BAHIR DAR, Ethiopia--Dozens of people were killed in fighting during a foiled coup by a rogue state militia in Ethiopia's Amhara region at the weekend, the regional government spokesman said on Wednesday, the first official report of significant clashes.


  The militia attacked the police headquarters, ruling party headquarters and president's office -- where they executed three top officials -- in Amhara's regional capital of Bahir Dar on Saturday, Asemahagh Aseres told Reuters on the sidelines of a state burial for the officials who were killed.
  The militia was a recently formed unit of the region's security services. It had appealed for others to join its take-over but were rebuffed, Asemahagh said.
  "They are part of our police. They are not independent," he told Reuters. "(But) most of the forces were not with them. They defended (us) very well."
  The fact that the militia were state forces rather than independent raises the stakes for the government of Prime Minister Abiy Ahmed, who has rolled out a package of economic and political reforms since taking office in April last year. He has lifted a ban on political parties, released journalists, rebels and prisoners, and prosecuted officials accused of abuses. But his shake-up of the military and intelligence services has earned him powerful enemies.
  His government is also struggling to contain discontent from Ethiopia's myriad ethnic groups fighting the federal government and each other for greater influence and resources. Outbreaks of ethnic violence have displaced around 2.4 million people, according to the United Nations.
  The spokesman said the militia had detained him when it took over a guesthouse for government officials and also tried and failed to take over the region's state media. He said the militia were then chased out of the city.
  A journalist confirmed to Reuters that militia members had approached, but withdrawn without firing at the media building's armed security. Regional state-run media has reported 13 deaths in the violence so far.
  Reuters could not independently verify Asemahagh's death toll, but two independent witnesses Reuters interviewed in a coffeehouse the night before confirmed the militia attacked the three targets he named.
  Details of more deaths in a separate but possibly linked attack in a neighbouring state also emerged on Wednesday. Men in camouflage uniforms killed more than 50 people and injured 23 others in the Metakal zone of the Benishangul-Gumuz region early on Monday, the region's peace and security bureau head Abera Bayeta told Reuters.
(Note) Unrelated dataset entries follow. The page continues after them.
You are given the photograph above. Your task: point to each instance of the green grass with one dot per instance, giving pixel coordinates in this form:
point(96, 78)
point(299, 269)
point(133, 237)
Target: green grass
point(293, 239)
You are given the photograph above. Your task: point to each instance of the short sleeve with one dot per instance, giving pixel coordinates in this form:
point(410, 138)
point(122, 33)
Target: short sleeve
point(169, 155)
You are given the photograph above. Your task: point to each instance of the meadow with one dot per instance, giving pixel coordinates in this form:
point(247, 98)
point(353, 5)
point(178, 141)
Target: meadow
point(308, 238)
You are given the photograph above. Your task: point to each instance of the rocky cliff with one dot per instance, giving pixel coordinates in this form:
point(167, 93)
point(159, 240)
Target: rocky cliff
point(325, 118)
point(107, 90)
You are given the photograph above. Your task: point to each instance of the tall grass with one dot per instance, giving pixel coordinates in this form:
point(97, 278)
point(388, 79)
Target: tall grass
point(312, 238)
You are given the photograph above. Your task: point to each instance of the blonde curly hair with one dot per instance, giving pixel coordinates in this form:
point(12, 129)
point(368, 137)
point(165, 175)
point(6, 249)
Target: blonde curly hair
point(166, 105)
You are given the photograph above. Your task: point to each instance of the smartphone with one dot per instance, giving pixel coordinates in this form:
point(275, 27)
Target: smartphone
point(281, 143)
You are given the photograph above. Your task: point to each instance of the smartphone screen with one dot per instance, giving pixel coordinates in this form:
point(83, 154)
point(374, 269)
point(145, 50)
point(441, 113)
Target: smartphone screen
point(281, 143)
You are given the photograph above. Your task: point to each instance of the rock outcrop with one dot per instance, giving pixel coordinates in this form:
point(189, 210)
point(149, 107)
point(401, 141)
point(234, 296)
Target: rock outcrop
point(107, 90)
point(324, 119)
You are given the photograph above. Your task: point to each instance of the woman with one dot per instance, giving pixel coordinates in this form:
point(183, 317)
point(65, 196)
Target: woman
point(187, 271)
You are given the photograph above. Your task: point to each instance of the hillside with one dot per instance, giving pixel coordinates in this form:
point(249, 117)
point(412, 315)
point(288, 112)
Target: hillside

  "We are still investigating but we have our suspicion that those attackers might be the same people who were involved in the coup in Amhara region," he said. Reuters was unable to independently verify his account.
  The government has accused Amhara's former security chief of masterminding the twin attacks that killed the region's president Ambachew Mekonnen and two other officials in Bahir Dar, and the chief of staff and another general 325 kilometres (200 miles) away in the national capital Addis Ababa the same night. Alleged coup mastermind Asamnew Tsige, who was shot dead by security forces on Monday, was accused of trying to seize control of Amhara, not the whole country.
  But that was still a strike at the heart of Ethiopia’s political system – a federation stitched from a patchwork of ethnic groups and traditions. Thousands lined the streets in Ethiopia's two main northern cities on Wednesday in mourning. But within the crowds, many said they were not happy with the government.
  In Bahir Dar, capital of Amhara, priests from Ethiopia's Orthodox church gave sermons calling for forgiveness as the bodies of officials were laid out at the presidential house. Three flower-covered black hearses carrying the state president, his adviser and the state's attorney general wound their way through the streets accompanied by traditional flute music before being buried with military salutes.